High school performance for graduating students who complete college varies widely. Students at the top 10 percent of Arizona schools had a college completion rate of nearly 50 percent, while students who attended the bottom 60 percent of high schools had completion rates of less than 10 percent.
“This report underscores one of Arizona’s most persistent and urgent educational challenges. Unless our state’s postsecondary attainment rate improves, Arizona’s rising generation will struggle to compete and our economy will underperform,” said ABOR Executive Director John Arnold. “We face both a moral and economic imperative to improve the number of Arizonans who pursue and complete a college education, and to ensure this access reaches every demographic and corner of our state.”
Creating a college-going culture remains one of Arizona’s most pressing needs. Among Arizona’s workforce, approximately one in three individuals have completed a four-year or graduate degree, compared with nearly 39 percent of workers nationally.
Over the past two years, Arizona’s public university system has engaged in multiple initiatives and partnerships to boost college-going and completion. Those efforts include:
- Partnering with the governor to create and establish the Arizona Teachers Academy to address teacher shortages;
- Launching the New Economy Initiative to garner legislative support for four-year degree attainment;
- Improving existing and developing new external relationships to promote the higher education value proposition and address a key future risk in the Arizona student pipeline;
- Pursuit of multiple public engagement initiatives, including launch of the Regents’ Cup, a scholarship program that celebrates free speech, civil discourse and democratic engagement at Arizona’s public universities;
- Improving public awareness of the value and worth of a college degree, and more.

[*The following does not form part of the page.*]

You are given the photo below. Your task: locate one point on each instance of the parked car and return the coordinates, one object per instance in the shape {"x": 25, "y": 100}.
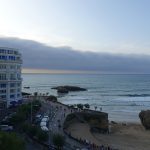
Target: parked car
{"x": 43, "y": 124}
{"x": 44, "y": 128}
{"x": 6, "y": 128}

Arizona has set an educational attainment goal that by 2030, 60 percent of Arizona’s population will have a post-high school certificate or degree. Read more about this goal at Achieve60AZ.
About the report data
The report examines the 2009 through 2018 high school graduating classes for college enrollment purposes and the 2005 through 2013 high school graduating classes for college completion purposes. The universe of students considered in this report is limited to those who attended public high schools and postsecondary institutions that accept federal financial aid. The report is compiled by matching student information from the Arizona Department of Education with enrollment and college completion data from the National Student Clearinghouse.